Serena menjawab dengan santai, “Zero.”


Mendengar Serena menjawab ‘Zero’, Ralphie sekarang mengerti mengapa dia merasa bahwa sutradara Zhang terdengar akrab.


Serena memberitahunya bahwa sutradara favoritnya adalah karya sutradara Zhang ini.


Pada saat itu, film “Zero” ditayangkan perdana. Dia membuat janji dengan Serena beberapa kali, tetapi karena berbagai alasan, dia membatalkan janji nya.


Film baru ini ditayangkan lusa, sehingga mereka dapat menontonnya bersama …


“Mari kita nonton bersama lusa?”


Serena tidak mengerti makna dalam kata-kata Ralphie, “Apa?”


“Lusa pemutaran perdana film barunya, harusnya ada pemutaran perdana di Teluk Casley, mari kita tonton bersama,” Ralphie mengulangi kata-katanya perlahan dan terperinci.


Sebelumnya Serena membatalkan janji dengan Ralphie untuk menonton “Zero”, selalu menjadi penyesalan Serena. Kali ini, Serena merasa bahwa ini adalah kesempatan yang baik untuk menebus penyesalannya, dan setuju, “Ya, boleh.”


Setelah berbicara, aku tiba-tiba ingat bahwa Claudia juga menyukai film yang disutradarai oleh sutradara Zhang, dan berkata, “Ajak Claudia juga yuk.”


Meskipun Ralphie ingin pergi dengan Serena berdua saja, tetapi karena Serena meminta Claudia untuk pergi bersamanya, tentu saja dia tidak akan menolak untuk berkata, “Oke.”

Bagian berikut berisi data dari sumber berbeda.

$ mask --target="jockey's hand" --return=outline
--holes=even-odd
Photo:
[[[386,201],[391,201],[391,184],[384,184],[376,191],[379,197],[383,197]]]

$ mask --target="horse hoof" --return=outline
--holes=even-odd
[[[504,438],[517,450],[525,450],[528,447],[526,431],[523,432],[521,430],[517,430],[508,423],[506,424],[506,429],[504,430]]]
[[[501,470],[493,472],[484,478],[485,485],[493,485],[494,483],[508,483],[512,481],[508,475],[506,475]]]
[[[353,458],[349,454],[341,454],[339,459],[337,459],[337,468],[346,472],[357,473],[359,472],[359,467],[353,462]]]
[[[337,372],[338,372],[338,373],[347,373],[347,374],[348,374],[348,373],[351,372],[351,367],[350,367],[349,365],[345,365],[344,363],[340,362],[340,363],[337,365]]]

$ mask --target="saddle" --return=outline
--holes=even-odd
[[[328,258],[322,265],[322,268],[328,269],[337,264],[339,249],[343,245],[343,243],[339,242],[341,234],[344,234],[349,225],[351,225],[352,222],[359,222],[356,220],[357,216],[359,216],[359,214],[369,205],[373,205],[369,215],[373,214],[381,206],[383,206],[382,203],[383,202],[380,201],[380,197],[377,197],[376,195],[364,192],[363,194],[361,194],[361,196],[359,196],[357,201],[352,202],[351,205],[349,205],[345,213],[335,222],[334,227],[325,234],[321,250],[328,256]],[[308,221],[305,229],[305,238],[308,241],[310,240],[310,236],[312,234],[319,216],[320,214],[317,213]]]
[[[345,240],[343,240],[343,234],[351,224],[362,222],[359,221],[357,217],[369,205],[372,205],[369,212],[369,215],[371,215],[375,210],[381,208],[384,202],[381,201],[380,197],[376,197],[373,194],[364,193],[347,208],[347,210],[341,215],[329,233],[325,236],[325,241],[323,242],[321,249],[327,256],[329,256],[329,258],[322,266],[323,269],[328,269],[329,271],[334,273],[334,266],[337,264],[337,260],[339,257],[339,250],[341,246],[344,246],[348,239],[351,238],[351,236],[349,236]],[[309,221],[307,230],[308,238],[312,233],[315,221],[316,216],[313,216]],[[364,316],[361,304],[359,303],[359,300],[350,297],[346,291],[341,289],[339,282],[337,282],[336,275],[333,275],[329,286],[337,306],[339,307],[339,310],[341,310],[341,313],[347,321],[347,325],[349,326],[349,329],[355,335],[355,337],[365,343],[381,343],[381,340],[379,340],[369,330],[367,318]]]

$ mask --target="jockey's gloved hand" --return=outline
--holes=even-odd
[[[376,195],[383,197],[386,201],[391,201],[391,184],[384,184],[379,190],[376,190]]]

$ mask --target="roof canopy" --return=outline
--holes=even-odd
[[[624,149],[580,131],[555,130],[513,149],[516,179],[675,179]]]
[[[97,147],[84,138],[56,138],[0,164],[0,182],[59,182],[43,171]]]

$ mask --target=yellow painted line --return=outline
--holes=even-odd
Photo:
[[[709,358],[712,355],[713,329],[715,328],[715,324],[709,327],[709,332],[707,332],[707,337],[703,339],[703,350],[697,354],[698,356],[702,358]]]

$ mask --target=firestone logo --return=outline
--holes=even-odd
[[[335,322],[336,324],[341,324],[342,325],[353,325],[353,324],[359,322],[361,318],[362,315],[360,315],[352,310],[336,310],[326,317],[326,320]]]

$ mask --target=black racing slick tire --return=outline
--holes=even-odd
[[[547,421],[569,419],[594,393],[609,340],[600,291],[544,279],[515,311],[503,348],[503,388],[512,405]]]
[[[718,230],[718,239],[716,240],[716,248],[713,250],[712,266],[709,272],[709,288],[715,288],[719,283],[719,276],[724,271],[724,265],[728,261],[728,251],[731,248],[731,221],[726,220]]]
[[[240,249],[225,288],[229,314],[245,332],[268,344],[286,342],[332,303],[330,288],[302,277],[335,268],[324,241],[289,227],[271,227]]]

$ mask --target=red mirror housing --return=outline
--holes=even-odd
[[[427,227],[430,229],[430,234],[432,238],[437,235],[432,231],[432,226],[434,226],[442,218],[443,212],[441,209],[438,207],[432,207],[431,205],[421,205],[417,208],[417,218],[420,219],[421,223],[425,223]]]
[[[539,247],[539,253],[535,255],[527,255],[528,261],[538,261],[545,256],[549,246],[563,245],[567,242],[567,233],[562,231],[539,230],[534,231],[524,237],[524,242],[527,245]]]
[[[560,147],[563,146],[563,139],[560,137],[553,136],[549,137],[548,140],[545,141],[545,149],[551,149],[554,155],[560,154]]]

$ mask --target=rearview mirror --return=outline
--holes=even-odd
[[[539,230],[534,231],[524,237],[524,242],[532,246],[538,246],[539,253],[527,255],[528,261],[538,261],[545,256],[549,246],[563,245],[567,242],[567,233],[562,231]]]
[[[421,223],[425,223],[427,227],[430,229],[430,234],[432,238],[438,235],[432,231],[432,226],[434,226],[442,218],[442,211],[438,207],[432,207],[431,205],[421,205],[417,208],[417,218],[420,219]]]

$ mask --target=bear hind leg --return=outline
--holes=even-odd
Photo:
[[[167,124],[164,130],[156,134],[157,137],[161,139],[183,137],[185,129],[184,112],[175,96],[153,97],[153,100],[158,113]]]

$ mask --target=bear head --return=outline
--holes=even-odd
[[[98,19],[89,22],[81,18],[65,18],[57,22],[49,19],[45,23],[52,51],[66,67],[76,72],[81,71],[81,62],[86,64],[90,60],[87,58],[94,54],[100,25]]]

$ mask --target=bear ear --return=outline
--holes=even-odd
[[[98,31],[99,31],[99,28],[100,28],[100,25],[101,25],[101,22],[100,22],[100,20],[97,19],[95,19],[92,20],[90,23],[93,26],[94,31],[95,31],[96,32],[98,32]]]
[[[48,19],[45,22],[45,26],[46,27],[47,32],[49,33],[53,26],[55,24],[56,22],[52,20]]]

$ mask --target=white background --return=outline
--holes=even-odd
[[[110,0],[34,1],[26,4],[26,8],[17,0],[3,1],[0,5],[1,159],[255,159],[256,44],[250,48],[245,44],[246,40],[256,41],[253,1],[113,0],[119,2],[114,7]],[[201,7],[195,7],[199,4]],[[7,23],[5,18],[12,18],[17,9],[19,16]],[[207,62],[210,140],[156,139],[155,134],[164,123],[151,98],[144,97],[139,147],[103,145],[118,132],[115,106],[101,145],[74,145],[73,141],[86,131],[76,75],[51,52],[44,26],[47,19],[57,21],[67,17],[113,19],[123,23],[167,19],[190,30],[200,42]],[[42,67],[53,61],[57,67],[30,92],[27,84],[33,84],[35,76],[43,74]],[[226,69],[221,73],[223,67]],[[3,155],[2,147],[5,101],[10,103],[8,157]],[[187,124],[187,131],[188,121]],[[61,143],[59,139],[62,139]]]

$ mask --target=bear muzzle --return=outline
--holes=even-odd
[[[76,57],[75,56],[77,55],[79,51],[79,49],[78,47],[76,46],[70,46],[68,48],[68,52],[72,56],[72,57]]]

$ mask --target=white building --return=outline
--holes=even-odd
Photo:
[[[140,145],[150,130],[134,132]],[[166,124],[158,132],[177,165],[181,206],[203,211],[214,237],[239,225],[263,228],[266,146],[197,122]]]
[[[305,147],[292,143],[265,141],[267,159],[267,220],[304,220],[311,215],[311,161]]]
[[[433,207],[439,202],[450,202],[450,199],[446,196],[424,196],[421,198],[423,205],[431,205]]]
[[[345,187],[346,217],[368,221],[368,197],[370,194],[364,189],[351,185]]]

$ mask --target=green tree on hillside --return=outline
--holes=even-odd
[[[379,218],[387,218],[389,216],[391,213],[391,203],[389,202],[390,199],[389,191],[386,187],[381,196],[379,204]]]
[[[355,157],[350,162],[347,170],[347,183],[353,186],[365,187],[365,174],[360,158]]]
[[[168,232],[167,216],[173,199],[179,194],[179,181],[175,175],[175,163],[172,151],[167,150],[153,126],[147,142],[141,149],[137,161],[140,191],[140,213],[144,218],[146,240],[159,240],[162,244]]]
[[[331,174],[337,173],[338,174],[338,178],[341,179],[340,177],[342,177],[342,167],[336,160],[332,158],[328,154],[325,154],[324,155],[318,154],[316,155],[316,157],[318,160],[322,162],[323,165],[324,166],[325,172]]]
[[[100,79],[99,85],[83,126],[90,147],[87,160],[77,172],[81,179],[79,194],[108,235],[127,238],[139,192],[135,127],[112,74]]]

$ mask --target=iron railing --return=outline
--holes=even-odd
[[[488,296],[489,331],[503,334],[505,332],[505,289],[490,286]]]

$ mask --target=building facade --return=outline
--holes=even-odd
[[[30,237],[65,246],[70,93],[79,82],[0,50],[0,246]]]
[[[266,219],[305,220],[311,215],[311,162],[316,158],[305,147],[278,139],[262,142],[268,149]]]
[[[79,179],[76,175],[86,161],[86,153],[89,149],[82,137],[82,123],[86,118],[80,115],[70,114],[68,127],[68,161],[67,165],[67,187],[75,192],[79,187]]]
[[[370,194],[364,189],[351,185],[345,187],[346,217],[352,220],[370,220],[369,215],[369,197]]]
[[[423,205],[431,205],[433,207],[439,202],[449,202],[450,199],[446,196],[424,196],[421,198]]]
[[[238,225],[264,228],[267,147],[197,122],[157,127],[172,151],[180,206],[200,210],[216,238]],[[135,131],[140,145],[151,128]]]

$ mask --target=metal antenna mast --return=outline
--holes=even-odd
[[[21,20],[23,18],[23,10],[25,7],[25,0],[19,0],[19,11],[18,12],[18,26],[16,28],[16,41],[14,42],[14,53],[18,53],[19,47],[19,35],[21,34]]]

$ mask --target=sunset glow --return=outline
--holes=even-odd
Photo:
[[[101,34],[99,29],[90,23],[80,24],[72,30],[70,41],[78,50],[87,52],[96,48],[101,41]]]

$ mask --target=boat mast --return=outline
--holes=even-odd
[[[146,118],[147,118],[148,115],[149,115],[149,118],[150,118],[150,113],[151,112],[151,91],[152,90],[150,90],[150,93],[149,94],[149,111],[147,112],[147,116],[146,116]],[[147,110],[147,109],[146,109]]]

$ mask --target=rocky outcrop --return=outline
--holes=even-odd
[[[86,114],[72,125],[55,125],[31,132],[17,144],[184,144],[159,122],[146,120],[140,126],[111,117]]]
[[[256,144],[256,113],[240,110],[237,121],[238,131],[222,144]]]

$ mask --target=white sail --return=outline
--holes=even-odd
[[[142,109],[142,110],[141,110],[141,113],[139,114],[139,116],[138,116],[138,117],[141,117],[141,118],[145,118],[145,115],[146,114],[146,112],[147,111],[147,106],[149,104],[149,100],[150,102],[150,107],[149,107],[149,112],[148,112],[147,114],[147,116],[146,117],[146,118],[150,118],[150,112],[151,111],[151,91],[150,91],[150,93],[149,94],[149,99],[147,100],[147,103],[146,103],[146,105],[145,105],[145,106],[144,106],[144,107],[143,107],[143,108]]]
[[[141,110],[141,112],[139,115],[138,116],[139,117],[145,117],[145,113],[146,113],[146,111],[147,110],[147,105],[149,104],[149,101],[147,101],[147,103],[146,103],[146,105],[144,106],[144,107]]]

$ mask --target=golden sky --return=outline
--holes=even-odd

“Terima kasih.” Serena membungkuk di sudut dan berterima kasih pada Ralphie dengan lembut.


Nada lembut, napas manis dan lembab, semua campur aduk di hati Ralphie. Dia hanya merasakan api jahat mengalir dari perut bagian bawah, tepat di atas kepalanya, dan kemudian menjatuhkan tablet di tangannya pada detik berikutnya, dan berbalik untuk berhadapan muka dengan Serena.


Serena tidak menyangka Ralphie tiba-tiba berbalik, pertama-tama ia tertegun, kemudian memandang ke mata Ralphie.


Ketika dia melihat panas di mata Ralphie, dia mengerti apa yang sedang terjadi.


Dia menggigit bibirnya tanpa sadar dan menurunkan matanya.


Tatapan Ralphie menjadi dalam, dan dia menundukkan kepalanya dan mencium bibirnya.


Dengan satu tangan, dia menyentuh piyama Serena, dan membuka kancing piyama Serena dengan tangan lain.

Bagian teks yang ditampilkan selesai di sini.